Episode 6. “The Raven” 

Seven’s origin is explored, in a bit of implausibility considering where they are in the Delta Quadrant.

Episode 7. “Scientific Method” 

Here we get an interesting and creepy horror story of sorts. How would we like being lab rats? That aspect isn’t really explored much, though.

Episodes 8,9 “Year of Hell” 

In the end this is just another time travel story that one imagines will not matter (and never occur) in the end. Such a shame to waste good acting and compelling moments in a story that does not matter one bit.

Episode 10. “Random Thoughts” 

An interesting take on freedom and controlling violent tendencies in culture. It successfully addresses the dangers of sacrificing freedom, the way prohibition increases allure, and the quandary that society has controlling base impulses.

Episode 11. “Concerning Flight” 

Trek has done the “hologram-that-has-no-idea-it-is-artificial” story to death, albeit not on this scale. The more interesting idea might have been to have the computer version of Da Vinci travel through time to meet the real one. It is preposterous to think that the artificial one really resembles the historical one in any way.

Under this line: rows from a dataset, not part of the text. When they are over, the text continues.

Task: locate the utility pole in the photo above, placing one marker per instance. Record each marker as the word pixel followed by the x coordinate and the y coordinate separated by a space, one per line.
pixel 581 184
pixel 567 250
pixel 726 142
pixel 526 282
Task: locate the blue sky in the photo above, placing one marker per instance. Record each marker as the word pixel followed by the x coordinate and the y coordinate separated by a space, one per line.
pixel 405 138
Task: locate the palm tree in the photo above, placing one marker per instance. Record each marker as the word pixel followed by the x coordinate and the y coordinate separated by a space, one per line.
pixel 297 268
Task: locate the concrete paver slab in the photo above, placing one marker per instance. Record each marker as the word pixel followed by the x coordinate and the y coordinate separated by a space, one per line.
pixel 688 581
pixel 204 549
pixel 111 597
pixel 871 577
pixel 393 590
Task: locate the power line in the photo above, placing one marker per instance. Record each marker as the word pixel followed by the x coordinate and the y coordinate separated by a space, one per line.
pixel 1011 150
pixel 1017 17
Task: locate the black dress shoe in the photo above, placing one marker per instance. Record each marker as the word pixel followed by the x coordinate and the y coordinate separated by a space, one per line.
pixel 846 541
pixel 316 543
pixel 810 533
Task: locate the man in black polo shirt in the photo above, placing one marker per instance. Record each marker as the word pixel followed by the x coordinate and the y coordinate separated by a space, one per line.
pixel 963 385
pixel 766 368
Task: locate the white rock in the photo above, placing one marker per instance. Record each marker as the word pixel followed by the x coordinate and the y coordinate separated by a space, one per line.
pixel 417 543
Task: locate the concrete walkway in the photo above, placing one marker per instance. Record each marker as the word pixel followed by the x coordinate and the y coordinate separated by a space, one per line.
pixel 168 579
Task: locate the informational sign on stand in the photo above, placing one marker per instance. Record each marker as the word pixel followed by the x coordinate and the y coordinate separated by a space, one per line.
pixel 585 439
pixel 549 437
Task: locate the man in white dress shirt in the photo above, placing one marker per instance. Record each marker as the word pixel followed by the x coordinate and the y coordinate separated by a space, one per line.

Episode 12. “Mortal Coil” 

Confronting mortality is tough enough, without having to witness our own demise. Here Neelix faces that challenge and also is confronted with a prospect of no afterlife. This episode contradicts other versions of death in Trek in an effort to propose a scary, existential worldview. Yet even their attempt to say “this is all there is” is unsatisfactory. They propose a secular immortality through the memories of society, since there is a universal instinct that we continue. If this one brief life is all that there is, then ultimately the message Neelix hears is true—there is no point. Secular thought tries to insist on an ethical benefit to Christian-type ideals in spite of no meaning. It is quite a stretch. Death as an end is the boogey-man that secularism does its best to ignore.

Episode 13. “Waking Moments” 

This episode rounds out the first half of season 4 on a high note. An entertaining puzzle to be solved, even if not that philosophically intricate.